I'm wondering where to look. Is there something wrong with my
assignments to y(2), y(1) or y(0)? Or is this test bench related? I'm
quite new to VHDL; please excuse me for asking questions with
probably(?) obvious answers.

Stop wondering and start analyzing.

If you say that you expect y(1) to go to '1', then first d(1) has to go
to '1'. Does it do that?

Trace the signals (you do know how to do that in the simulator, don't you?)
and check the observed behaviour against your expected behaviour.

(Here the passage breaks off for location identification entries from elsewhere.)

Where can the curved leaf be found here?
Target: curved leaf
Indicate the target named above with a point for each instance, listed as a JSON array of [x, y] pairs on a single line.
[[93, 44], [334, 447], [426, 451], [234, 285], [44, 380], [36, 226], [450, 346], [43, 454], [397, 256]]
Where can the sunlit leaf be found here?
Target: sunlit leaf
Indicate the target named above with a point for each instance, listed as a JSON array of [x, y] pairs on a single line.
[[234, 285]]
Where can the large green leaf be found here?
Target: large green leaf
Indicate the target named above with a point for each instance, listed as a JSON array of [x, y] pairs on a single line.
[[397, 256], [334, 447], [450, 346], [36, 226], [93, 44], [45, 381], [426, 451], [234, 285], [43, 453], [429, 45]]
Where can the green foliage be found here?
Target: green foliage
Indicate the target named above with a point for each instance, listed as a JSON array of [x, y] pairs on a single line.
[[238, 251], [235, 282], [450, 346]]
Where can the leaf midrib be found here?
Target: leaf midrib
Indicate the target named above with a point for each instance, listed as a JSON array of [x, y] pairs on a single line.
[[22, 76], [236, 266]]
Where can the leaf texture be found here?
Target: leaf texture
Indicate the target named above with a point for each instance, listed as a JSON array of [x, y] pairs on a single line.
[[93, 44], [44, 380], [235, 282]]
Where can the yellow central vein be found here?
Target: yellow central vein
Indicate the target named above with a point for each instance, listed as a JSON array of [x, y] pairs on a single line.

I also would suggest to start simple (one flip-flop for example), test that,
and if that works add more functionality.
 
W

Wouter

Paul said:
Stop wondering and start analyzing.

You are right. It is working now. The problem was that my boolean
algebra was bogus. The transition functions were not correct. The code
itself, assignments, et cetera, are fully functional. Thanks.

Wouter
 
R

Rob Gaddi

You are right. It is working now. The problem was that my boolean
algebra was bogus. The transition functions were not correct. The code
itself, assignments, et cetera, are fully functional. Thanks.

Wouter

Glad you've got it working. That said, there's an issue at the
fundamental premise level of what you're working on. I don't know
anyone who designs state machines at the level of Karnaugh maps and
Boolean algebra in VHDL. The entire point of a high-level language
like VHDL is to move your design to a more manageable level. So
instead of all that, you'd have something like the following.

type t_state is (IDLE, THIS, THAT, THEOTHER);
signal state : t_state := IDLE;

....

case state is
when IDLE =>
if (go = '1') then
state <= THIS;
end if;

when THIS =>
...
end case;

Educational purposes are good, but hopefully one of the things you've
just educated yourself about is that trying to design state machines
that way is complicated, time-consuming, and generally error prone.